Pur tuttavia il male produce un danno: l’immagine del serpente che si rivolta e morde il calcagno è proprio legata alla morte di Gesù, il male ha fatto morire il Messia per cui, apparentemente, ha vinto il serpente uccidendo « il figlio della donna ». In realtà invece non ha vinto: proprio lo sconfitto è colui che trionfa, colui che è stato eliminato diventa il vincitore e, con la resurrezione di Cristo, il potere del diavolo è definitivamente stroncato.
Nella formulazione arcaica troviamo un particolare molto interessante. Ritengo che sia significativo tradurre letteralmente il « seme », del serpente e della donna, perché con questo termine si esprime il testo ebraico. Lo ritengo importante perché è paradossale parlare di « seme della donna » che, in sé, è un controsenso, la donna non ha seme; è un’immagine forzata per dire « un discendente » e si afferma espressamente che « il seme della donna » schiaccerà il capo del serpente. Questa apparente contraddizione diventa chiara con il concepimento verginale di Gesù là dove c’è una persona che è generata senza seme, non da seme umano, per cui è « il seme della donna » come espressione paradossale per indicare il parto verginale: intervento creatore di Dio che dà inizio ad una nuova umanità. Il parto verginale di Maria non è né un giochetto di prestigio né tanto meno un’espressione contro la sessualità; è invece l’intervento di Dio che crea un’umanità nuova: la generazione di Gesù, nel parto verginale, è l’intervento direttamente creatore di Dio che dà origine ad un nuovo tipo di umanità. Non è legato al ciclo normale delle nascite, ma lo interrompe e inizia nuovamente, viene data origine al nuovo Adamo, alla nuova umanità.
È allora logico riconoscere nella madre di colui che schiaccia il capo del serpente la « nuova Eva », la « nuova madre di tutti i viventi », « colei che ha mutato il nome di Eva » come dicono i poeti medievali notando che « Ave » è l’inverso di « Eva »: c’è il capovolgimento della situazione, dalla disobbedienza all’obbedienza.

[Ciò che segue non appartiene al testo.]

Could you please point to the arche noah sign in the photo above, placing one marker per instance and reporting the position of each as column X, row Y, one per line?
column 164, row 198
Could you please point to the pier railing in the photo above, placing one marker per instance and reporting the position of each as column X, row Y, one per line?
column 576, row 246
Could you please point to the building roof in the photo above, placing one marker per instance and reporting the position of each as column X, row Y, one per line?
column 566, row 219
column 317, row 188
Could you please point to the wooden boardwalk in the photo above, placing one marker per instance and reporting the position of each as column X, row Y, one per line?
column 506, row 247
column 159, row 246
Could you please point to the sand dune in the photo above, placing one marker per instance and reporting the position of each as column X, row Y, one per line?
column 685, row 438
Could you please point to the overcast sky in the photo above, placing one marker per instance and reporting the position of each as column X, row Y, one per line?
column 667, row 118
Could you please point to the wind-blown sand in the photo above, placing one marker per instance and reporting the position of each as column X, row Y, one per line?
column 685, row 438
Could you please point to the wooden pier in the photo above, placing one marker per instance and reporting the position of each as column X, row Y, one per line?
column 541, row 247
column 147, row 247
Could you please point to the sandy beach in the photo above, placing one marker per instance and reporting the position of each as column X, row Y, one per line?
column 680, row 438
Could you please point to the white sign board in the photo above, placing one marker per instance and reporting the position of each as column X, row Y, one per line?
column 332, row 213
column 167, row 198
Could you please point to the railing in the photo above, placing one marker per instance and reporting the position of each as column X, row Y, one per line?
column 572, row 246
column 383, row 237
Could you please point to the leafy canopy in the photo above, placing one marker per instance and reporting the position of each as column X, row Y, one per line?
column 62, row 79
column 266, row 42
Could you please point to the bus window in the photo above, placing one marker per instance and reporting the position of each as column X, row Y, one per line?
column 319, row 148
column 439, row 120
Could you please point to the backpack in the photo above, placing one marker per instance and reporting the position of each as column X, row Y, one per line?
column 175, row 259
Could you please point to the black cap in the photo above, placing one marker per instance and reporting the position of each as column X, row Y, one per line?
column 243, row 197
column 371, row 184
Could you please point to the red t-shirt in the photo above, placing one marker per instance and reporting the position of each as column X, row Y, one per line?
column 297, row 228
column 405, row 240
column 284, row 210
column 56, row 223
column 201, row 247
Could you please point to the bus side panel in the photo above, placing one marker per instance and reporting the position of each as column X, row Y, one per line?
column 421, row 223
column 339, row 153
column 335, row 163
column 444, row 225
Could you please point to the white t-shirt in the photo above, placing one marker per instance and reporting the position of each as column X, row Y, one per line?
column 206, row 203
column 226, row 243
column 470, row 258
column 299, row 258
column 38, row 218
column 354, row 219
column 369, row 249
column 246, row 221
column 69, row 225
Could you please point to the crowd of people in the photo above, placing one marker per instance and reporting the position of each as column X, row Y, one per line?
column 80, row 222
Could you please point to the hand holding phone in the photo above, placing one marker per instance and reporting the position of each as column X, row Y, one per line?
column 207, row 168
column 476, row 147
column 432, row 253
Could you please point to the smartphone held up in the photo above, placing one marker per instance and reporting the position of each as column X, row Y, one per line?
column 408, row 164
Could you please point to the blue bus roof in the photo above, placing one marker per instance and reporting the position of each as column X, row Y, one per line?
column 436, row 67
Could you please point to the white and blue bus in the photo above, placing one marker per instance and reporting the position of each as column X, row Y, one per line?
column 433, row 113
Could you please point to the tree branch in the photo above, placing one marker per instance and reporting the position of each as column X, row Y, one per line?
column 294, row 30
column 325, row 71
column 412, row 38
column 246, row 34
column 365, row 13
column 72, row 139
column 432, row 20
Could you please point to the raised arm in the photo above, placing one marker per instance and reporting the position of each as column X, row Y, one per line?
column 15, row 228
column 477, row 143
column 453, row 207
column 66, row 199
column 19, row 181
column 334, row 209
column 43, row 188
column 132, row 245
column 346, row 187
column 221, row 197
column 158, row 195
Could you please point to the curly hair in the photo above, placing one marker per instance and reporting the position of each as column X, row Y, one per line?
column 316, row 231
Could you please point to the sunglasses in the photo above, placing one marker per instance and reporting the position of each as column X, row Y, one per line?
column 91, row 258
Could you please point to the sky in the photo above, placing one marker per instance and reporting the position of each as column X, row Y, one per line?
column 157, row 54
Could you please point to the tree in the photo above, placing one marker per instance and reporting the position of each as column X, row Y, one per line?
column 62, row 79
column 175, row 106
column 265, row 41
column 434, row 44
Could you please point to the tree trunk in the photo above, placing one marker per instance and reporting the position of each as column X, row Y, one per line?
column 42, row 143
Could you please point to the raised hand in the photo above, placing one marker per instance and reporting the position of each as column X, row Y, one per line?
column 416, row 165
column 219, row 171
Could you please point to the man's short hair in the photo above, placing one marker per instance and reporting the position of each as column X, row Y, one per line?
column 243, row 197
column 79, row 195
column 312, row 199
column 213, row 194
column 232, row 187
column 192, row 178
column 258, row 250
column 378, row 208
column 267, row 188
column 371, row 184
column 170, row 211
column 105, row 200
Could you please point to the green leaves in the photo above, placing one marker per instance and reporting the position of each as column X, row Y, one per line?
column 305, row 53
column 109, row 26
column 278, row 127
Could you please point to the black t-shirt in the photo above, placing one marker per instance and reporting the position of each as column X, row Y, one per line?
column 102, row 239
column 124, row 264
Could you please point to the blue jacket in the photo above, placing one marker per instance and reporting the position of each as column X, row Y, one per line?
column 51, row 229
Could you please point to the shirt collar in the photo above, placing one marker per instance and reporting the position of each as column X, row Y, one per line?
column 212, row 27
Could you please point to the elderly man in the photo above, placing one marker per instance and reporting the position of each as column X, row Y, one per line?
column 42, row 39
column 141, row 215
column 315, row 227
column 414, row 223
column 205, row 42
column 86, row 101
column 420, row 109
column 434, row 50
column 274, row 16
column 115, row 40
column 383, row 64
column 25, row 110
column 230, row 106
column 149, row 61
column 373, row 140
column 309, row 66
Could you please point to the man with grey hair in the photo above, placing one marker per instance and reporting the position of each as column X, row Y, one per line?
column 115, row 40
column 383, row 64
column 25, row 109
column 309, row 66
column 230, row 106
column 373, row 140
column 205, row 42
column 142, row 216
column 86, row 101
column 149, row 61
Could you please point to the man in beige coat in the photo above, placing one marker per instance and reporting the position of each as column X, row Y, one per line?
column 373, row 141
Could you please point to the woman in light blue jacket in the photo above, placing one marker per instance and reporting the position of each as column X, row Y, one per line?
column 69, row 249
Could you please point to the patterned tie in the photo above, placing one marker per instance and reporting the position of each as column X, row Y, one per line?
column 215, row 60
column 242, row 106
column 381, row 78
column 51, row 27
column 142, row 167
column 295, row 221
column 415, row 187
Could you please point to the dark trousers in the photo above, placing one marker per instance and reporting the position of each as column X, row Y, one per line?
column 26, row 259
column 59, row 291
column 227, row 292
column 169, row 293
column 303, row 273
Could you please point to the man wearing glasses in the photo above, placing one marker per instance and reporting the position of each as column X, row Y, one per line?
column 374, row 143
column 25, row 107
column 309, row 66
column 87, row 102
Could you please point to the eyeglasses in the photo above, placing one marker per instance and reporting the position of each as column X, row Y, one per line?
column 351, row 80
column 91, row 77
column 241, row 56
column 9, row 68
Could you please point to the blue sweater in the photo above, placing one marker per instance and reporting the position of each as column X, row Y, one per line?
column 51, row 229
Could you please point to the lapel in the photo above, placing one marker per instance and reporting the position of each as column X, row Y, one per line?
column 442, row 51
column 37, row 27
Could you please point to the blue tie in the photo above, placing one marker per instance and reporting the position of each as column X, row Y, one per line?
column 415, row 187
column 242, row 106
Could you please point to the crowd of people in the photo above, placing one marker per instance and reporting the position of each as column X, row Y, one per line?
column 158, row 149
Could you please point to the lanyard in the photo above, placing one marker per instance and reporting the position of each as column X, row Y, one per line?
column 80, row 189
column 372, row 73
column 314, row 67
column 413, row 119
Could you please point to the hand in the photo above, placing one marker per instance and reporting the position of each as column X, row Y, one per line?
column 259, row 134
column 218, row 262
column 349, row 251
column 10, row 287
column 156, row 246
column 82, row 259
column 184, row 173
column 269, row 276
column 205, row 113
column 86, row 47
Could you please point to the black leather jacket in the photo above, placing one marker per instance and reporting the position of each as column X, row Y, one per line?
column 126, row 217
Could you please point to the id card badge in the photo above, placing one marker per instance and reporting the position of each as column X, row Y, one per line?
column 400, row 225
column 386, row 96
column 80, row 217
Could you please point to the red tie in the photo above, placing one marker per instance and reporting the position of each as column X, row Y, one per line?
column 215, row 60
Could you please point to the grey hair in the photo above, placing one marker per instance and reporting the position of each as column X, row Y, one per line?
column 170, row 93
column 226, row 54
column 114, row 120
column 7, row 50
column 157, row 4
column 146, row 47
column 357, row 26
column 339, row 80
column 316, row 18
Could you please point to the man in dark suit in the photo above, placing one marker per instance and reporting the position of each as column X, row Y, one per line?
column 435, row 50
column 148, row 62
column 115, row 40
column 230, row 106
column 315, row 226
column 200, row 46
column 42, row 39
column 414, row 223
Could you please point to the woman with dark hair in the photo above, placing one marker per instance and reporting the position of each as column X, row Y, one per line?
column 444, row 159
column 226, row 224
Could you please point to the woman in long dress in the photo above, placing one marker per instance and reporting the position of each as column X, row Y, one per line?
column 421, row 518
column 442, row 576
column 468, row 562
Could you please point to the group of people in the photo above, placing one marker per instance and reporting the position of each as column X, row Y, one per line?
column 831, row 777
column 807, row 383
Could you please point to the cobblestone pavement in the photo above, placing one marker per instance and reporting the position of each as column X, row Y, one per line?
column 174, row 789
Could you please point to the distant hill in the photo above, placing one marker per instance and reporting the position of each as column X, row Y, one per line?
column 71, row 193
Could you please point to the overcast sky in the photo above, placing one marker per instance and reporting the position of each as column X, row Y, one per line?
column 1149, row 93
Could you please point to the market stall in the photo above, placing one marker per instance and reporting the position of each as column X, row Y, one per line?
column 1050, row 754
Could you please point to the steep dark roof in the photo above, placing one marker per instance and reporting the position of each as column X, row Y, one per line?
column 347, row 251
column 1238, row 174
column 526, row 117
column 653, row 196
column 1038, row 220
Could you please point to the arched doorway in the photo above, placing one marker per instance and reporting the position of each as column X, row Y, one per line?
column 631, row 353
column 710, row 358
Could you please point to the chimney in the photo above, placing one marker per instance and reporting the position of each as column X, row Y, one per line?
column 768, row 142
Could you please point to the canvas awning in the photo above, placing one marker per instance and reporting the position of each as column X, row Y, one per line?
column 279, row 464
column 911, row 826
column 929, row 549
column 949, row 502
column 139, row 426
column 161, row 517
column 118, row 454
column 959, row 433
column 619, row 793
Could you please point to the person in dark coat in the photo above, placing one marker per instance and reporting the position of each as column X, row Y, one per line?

Il motivo per cui questo testo viene letto nella festa dell’Immacolata Concezione sta nel fatto che in quella occasione celebriamo la vittoria sul male; il discorso sulla verginità di Maria non è attinente con l’oggetto della celebrazione, anche se purtroppo non di rado si riscontra confusione interpretativa ritenendo che « immacolata » sia da intendersi come » vergine », che abbia concepito in modo immacolato e sia diventata madre in quanto vergine. Si tratta di interpretazione del tutto errata: è lei che è stata concepita senza peccato originale, quindi il concepimento di cui si parla in questa festa è nel seno di Sant’Anna ed è avvenuto con un normale rapporto sessuale; tuttavia, nel concepimento c’è stato un intervento di Dio che ha salvato pienamente Maria fin dall’inizio in forza della redenzione operata da Cristo: Maria è stata salvata prima di nascere, ma anche lei ha avuto bisogno di essere salvata. Tutti abbiamo bisogno di salvezza e Maria non fa eccezione, solo che a lei la salvezza è stata applicata da subito per grazia di Dio perché la potenza della morte e resurrezione di Cristo, in lei, ha vinto totalmente il male, da sempre, in modo definitivo. Quindi, nella persona di Maria noi ammiriamo la potenza di Dio che ha vinto il male.
L’immagine mitica di Maria Immacolata con il serpente ai piedi intende dire che nella sua persona, concretamente, Dio ha vinto il male. Tale immagine è mitica perché il concepimento di Maria parla di una cellula fecondata iniziale che non è rappresentabile con una donna adulta; Maria è rappresentabile come donna una volta che è nata e cresciuta. L’Immacolata e l’Assunta sono due immagini teologiche che celebrano, appunto, la teologia e non Maria in quanto donna storica; l’Immacolata infatti è Maria prima della nascita e l’Assunta è Maria dopo la morte, per cui tali celebrazioni riguardano ciò che c’è prima e ciò che c’è dopo, e sono le due feste dell’umanità redenta: il male è vinto alla radice e, di conseguenza, l’umanità può raggiungere il vertice del cielo.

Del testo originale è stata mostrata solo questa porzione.